Лев Михайлович быстро, но с напряженным вниманием, дирижируя одной рукой, чтобы все молчали, слушал Сушкина трубкой, в том числе и на шее, где другие не слушают, щупал ноги, печень, заглядывал в глаз и в рот, как коню. Каждое такое действие требовало времени, протяженности для прочувствования и осмысления, а их каскад действовал на Сушкина как карусель, и будто на карусели он мог видеть среди мелькающих фигур лишь одного белого коня или верблюда. А остальное сливалось. Все силы Сушкина уходили на впечатления, испарина покрывала тело, и рубаха прилипала.
Лев Михайлович говорил быстро, много, но лишь кое-что достигало сознания Сушкина, и в его ушах звучало: «Что ж… все волнуем… Кор… Фед… Болезнь… нормаль… Вы меня слы… Нина! Аппарат нала… Не расстра…»
Лев Михайлович присаживался на край кровати, держал Сушкина за запястье, переглядывался и переговаривался с Сагидой Максудовной, которая с участием и лаской, как родная, глядела на Сушкина. А Сушкин изо всех сил, через косноязычие, слезы и слабость хотел им объяснить, что ему хорошо, что он счастлив, что он благодарен им и любит их как лучших людей на свете.

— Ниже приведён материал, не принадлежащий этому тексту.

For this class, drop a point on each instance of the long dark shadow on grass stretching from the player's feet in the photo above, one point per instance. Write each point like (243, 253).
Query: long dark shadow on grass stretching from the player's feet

Лев Михайлович не был наивным человеком и, слава богу, навидался стариков и особенно старух, которые нарочно просятся в больницу, — ради бесплатного ухода, еды (пенсия цела остается), но, главное, спасаясь от одиночества старости. И Лев Михайлович сам, случалось, разоблачительно шумел, выявляя таких стариков «зайцев», которых язык не повернется назвать симулянтами, но которые все же занимают место, отвлекают от настоящих больных. Но Сушкин представлял собою безусловно иной случай, и его нарастающее день ото дня волнение, его трепет по каждому поводу или без видимого повода требовали объяснения. И надо признаться, было в этом нечто затрагивающее, непонятно-важное. «Все просто, — думал и говорил вслух Лев Михайлович, одобряя прописанные Сагидой Максудовной успокаивающие и снотворные, — болезнь обострила восприятие, небольшой сдвиг по фазе, прибавьте, Сагида, ему еще седуксенчику, успокоится».
Но странно, проходили дни, Сушкин не успокаивался. Взгляд его, который Люкин поначалу попросту характеризовал «собачьим» и которого теперь побаивался, не понимая, все с большей степенью сияния сиял всякому дареному яблочку, каждому доброму слову.